This example shows how to configure the Link Aggregation Control Protocol (LACP) on multihomed customer edge (CE) and provider edge (PE) devices in an Ethernet VPN (EVPN) VXLAN active-active multihomed network.

Requirements

This example uses the following hardware and software components:

  • Three QFX10002, QFX5100, QFX5110, QFX5200 switches, or QFX5100 Virtual Chassis configured as PE devices, and one QFX5100 switch configured as a CE device.

  • Junos OS Release 17.1 or later running on all switches.

Overview

For another level of redundancy, you can configure EVPN VXLAN active-active multihoming by configuring LACP on both the endpoints of the multihomed CE-PE link. The multihomed devices are configured with aggregated trunk links, where the link aggregation group (LAG) interfaces of the CE-PE link can either be in the active or in the standby state. When the LAG interface is in the active state, data traffic is transmitted over the CE-PE link. When the LAG interface is in the standby state, data traffic is blocked and only control traffic for communicating LAG interface state is transmitted over the link.
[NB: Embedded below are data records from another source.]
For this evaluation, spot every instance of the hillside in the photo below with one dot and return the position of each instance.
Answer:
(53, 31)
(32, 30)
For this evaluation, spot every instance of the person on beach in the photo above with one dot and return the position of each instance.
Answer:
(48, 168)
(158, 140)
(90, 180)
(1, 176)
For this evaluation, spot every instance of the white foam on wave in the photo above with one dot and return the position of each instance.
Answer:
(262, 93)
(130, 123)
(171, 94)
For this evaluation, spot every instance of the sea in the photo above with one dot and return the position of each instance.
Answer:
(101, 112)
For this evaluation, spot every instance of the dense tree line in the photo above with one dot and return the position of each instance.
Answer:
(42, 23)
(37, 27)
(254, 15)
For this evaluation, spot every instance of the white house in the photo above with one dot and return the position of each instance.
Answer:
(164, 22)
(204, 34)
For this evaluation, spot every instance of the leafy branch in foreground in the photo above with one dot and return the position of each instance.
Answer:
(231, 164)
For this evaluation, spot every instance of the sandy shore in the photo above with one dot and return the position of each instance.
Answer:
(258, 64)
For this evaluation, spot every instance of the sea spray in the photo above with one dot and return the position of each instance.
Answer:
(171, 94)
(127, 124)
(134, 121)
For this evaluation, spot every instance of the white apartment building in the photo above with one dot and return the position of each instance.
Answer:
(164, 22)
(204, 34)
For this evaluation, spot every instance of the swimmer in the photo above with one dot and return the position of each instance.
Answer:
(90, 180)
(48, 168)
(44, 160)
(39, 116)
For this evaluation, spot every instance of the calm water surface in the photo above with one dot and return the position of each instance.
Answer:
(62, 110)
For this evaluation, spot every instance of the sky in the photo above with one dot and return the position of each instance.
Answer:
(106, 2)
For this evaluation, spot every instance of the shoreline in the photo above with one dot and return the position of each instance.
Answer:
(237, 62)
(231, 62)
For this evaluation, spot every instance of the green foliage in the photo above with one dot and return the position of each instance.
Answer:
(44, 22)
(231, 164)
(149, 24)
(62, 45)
LACP monitors and operates the LAG interface to ensure fast convergence on isolation of a multihomed PE device from the core. When there is a core failure, a traffic black hole can occur at the isolated PE device. However, with the support for LACP on the CE-PE link, at the time of core isolation, the CE-facing interface of the multihomed PE device is set to the standby state, thereby blocking data traffic transmission from and toward the multihomed PE device. After the core recovers from the failure, the interface state is switched back from standby to active.

Note

On QFX10002 and QFX10008 switches, only LACP for EVPN active-active multihoming with VXLAN is supported.

When you configure LACP on the CE-PE link, isolation of the multihomed PE device from the core is handled as follows:

  1. The LACP peers synchronize the configuration and operational data.

    The LACP peers synchronize by exchanging control PDUs, and is required for the following reasons:

    • To determine the state of the links in the Ethernet bundle—all-active or standby.

    • To detect and handle CE device misconfiguration when LACP Port Key is configured on the PE device.

    • To detect and handle miswiring between CE and PE devices when LACP Port Key is configured on the PE device.

    • To detect and react to actor or partner churn when the LACP speakers are not able to converge.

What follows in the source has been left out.